I programmi innovativi coinvolgono le comunità locali: creazione di canali e-learning, linguaggi dello sport, della danza e del teatro fino alla tecnica dell’EscapeRoom per imparare l’importanza di collaborare in gruppo.

Le vittime del web. Una battaglia nel nome di Carolina

«Sono sei i casi gravi di bullismo seguiti a livello nazionale dalla Fondazione Carolina nell’arco dell’ultimo anno scolastico, tutti con giovani di seconda media come protagonisti. Quattro sono accaduti in Lombardia e uno ha coinvolto una ragazzina di 12 anni (la vicenda è lasciata volutamente nel vago ndr) che in questa devastante esperienza – affermano i volontari dell’associazione – non è riuscita a uscire e non siamo riusciti a salvare».

La giovane aveva iniziato a mandare foto e video ad un compagno rimanendo però intrappolata in un caso di sexting in cui sono state coinvolte anche amiche di scuola: dalla derisione sono passate alle minacce fino a creare un falso profilo Instagram.

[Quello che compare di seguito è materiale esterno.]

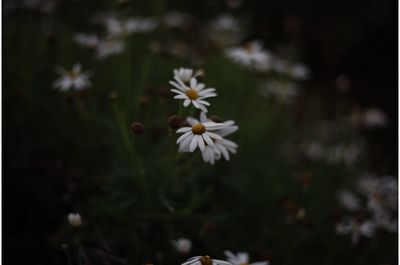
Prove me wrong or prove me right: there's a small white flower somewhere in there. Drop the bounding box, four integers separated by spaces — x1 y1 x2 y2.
274 60 310 80
125 17 157 34
73 33 99 49
54 63 91 91
163 11 193 28
363 108 388 128
302 142 324 160
207 15 242 47
225 41 273 71
336 217 376 245
68 213 82 227
96 38 124 58
169 77 217 113
173 68 196 85
224 251 268 265
259 80 299 104
172 238 192 255
337 190 361 211
176 114 227 153
181 256 232 265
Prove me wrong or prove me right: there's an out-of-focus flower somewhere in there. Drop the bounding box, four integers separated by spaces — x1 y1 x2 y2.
176 113 226 153
337 190 361 211
163 11 193 29
225 0 242 9
96 38 124 58
181 256 232 265
336 217 376 245
259 80 299 104
302 142 324 160
73 33 100 49
54 63 91 91
225 41 273 71
68 213 82 227
207 14 243 48
351 108 388 128
275 60 310 80
169 77 217 113
105 16 157 37
224 251 269 265
173 68 196 85
172 238 192 255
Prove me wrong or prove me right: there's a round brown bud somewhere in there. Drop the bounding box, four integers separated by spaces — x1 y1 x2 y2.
130 122 144 135
139 95 151 106
168 115 184 129
209 116 222 123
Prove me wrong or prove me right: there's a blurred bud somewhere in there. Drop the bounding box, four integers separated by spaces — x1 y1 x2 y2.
117 0 129 7
47 32 56 45
168 115 184 129
296 171 313 190
139 95 151 107
171 238 192 255
130 122 144 135
226 0 242 9
209 115 222 123
297 208 306 220
159 88 172 99
259 249 273 261
199 220 216 238
280 200 300 213
68 213 82 227
61 243 68 250
110 91 118 100
149 41 161 54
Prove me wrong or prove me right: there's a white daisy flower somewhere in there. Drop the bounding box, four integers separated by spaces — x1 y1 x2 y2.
172 238 192 255
73 33 99 49
96 38 124 58
336 217 376 245
275 60 310 80
176 114 226 153
337 190 361 211
224 251 269 265
54 63 91 91
207 14 242 47
173 68 196 85
181 256 232 265
225 41 273 71
68 213 82 227
259 80 300 104
169 77 217 113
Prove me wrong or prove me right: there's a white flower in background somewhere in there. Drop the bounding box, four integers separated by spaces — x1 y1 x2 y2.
172 238 192 255
302 142 324 160
125 17 157 34
68 213 82 227
225 41 273 71
337 190 361 211
336 217 376 245
259 80 299 104
173 68 196 85
176 114 227 152
363 108 388 128
96 38 124 58
207 14 242 47
224 251 268 265
275 60 310 80
169 77 217 113
54 63 91 91
163 11 193 28
181 256 232 265
73 33 100 49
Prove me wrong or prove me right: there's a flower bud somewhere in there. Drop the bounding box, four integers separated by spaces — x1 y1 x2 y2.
130 122 144 135
167 115 184 129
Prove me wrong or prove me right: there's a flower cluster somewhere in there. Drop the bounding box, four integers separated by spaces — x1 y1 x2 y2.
169 68 238 164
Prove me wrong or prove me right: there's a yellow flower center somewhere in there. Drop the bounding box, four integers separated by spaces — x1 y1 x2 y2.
68 70 79 79
199 256 213 265
192 123 206 135
186 89 199 100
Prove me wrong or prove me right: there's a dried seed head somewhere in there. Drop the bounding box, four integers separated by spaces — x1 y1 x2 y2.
130 122 144 135
139 95 151 106
168 115 184 129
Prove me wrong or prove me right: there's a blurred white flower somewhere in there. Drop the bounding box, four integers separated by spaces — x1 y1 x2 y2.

Appena l’istituto scolastico si è reso conto di quanto stava accadendo è intervenuto ma la studentessa non ha retto psicologicamente alla situazione e la sua storia è finita in tragedia.

È il finale di una vicenda al quale fanno fatica a rassegnarsi i tanti uomini e donne che quotidianamente si impegnano nella sfida che la Fondazione lancia «a quelle parole – afferma nel suo motto – che fanno più male delle botte» (Leggi anche qui).

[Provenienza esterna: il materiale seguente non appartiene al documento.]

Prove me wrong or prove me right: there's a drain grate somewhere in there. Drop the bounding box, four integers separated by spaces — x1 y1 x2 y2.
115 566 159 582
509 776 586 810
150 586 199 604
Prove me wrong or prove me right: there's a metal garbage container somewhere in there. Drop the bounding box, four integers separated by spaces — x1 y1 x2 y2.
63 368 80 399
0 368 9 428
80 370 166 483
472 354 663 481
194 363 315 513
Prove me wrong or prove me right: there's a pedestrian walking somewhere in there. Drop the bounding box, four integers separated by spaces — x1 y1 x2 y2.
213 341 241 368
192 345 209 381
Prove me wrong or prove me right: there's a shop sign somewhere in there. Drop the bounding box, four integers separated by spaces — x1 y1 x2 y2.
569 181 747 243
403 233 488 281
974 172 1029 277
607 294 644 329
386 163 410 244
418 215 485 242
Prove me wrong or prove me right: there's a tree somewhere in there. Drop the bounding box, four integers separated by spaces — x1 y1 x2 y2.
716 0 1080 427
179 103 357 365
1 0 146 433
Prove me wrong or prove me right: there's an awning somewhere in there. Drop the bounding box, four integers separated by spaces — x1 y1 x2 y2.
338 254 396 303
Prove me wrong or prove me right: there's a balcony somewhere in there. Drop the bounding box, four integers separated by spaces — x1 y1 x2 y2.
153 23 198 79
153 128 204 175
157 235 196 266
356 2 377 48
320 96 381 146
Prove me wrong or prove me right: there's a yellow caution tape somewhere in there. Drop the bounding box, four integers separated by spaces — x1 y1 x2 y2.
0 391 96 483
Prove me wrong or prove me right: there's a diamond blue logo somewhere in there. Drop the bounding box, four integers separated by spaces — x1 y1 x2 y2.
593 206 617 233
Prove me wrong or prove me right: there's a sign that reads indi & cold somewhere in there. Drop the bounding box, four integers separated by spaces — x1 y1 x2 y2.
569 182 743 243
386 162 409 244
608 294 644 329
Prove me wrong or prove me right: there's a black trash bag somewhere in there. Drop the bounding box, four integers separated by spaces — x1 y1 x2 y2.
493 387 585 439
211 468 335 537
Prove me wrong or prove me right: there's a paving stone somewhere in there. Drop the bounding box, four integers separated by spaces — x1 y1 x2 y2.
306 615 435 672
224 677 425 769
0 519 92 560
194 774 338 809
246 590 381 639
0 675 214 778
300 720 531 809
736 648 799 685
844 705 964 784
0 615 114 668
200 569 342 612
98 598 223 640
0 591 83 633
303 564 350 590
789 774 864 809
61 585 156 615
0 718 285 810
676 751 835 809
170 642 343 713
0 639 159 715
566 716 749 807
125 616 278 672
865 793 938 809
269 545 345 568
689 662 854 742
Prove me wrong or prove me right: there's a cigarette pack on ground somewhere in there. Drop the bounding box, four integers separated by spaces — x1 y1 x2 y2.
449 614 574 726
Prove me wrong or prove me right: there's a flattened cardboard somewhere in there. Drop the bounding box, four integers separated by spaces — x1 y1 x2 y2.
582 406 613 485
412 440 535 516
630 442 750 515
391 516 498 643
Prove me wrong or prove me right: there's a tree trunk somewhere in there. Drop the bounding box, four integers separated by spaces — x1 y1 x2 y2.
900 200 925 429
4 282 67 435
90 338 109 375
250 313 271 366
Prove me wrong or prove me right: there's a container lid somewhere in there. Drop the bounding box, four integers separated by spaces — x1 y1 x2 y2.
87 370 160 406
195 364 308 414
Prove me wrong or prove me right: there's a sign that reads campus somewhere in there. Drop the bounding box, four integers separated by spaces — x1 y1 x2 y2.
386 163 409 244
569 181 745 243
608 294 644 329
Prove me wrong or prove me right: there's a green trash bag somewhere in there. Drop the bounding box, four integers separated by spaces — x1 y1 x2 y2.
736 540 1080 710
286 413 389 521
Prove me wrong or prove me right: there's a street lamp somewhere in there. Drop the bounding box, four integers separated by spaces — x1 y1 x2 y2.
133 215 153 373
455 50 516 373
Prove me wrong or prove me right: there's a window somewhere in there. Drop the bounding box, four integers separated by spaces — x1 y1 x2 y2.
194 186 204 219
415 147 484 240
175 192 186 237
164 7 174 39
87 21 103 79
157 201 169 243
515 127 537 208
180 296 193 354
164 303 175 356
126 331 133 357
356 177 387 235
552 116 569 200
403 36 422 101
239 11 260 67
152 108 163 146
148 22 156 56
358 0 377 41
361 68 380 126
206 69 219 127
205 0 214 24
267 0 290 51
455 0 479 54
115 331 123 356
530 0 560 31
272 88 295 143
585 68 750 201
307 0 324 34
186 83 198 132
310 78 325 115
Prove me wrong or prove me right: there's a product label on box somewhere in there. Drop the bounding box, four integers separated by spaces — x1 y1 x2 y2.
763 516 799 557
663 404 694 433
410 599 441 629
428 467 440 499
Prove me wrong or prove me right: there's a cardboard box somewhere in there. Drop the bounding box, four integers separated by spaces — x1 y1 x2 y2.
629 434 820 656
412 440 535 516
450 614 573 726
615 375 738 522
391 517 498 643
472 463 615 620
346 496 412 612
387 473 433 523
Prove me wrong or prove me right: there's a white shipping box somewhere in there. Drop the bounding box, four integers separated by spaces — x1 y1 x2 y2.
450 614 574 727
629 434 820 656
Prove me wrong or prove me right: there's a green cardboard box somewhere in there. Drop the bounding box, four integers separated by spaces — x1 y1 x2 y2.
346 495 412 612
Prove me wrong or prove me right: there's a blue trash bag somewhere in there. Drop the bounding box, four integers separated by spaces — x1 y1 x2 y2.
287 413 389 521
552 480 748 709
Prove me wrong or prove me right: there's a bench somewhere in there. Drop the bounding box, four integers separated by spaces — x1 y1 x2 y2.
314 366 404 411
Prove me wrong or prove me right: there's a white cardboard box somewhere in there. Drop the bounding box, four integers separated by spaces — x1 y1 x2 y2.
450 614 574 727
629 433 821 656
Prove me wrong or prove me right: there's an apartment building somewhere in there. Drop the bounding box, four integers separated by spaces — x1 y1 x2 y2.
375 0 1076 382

Carolina Picchio era una ragazza di 14 anni. È scomparsa a gennaio del 2013 e la sua storia è diventata un’icona perché tutta la bellezza, l’amore e la gioia di vivere che la inondava è stata compromessa da un clic. Dopo il suo suicidio per cyberbullismo è nata la Fondazione che ne porta il nome.

La quattordicenne è stata protagonista inconsapevole di un video dove, svenuta per il troppo alcol indotta a bere durante una festa tra compagni di scuola, era stata ripresa con l’aggiunta di scherni e atti osceni. La ragazza non ha retto ai messaggi d’insulti che poi ha ricevuto e si è gettata da una finestra della sua casa. Il papà Paolo, assistito dall’avvocato Anna Livia Pennetta, ha fatto del suo caso una missione a cui si sono uniti molti esperti e volontari per realizzare un futuro in cui la Rete sia un luogo sicuro permettendo anche a bambini e adolescenti di riscoprire il valore delle relazioni autentiche.

A Carolina è dedicata la prima legge in Europa sul cyberbullismo approvata all’unanimità il 17 maggio 2017 ed entrata in vigore nel giugno 2018. A seguito del suo caso per la prima volta si è avviato un procedimento europeo che ha stabilito una correlazione tra condotte distorte, alcune considerate criminali, e il fenomeno del bullismo e del cyberbullismo determinando con chiarezza che tali atti non possono essere accettati semplice goliardia.

Tutti i ragazzi all’epoca minorenni tranne uno, che aveva già patteggiato un anno e 4 mesi, hanno dichiarato la propria responsabilità e sono stati condannati ad attività socialmente utili, misura alternativa al carcere per un periodo tra i 15 e i 27 mesi.

Da sapere: la Fondazione Carolina Onlus

L’azione di Fondazione Carolina Onlus poggia sui pilastri della prevenzione attraverso la formazione, la sensibilizzazione e la ricerca, con lo studio e il monitoraggio dei nuovi fenomeni. Lavora con il supporto di team interdisciplinari per interventi anche diretti in presenza di casi gravi, soprattutto se coinvolgono minorenni. Le competenze riguardano l’ambito educativo, psicologico, legale e comunicativo e quando necessario si interfaccia con le forze dell’ordine e il sistema sanitario nazionale. È stata fondata da Paolo Picchio, papà di Caterina che non resse alla vergogna del bullismo on line e si tolse la vita.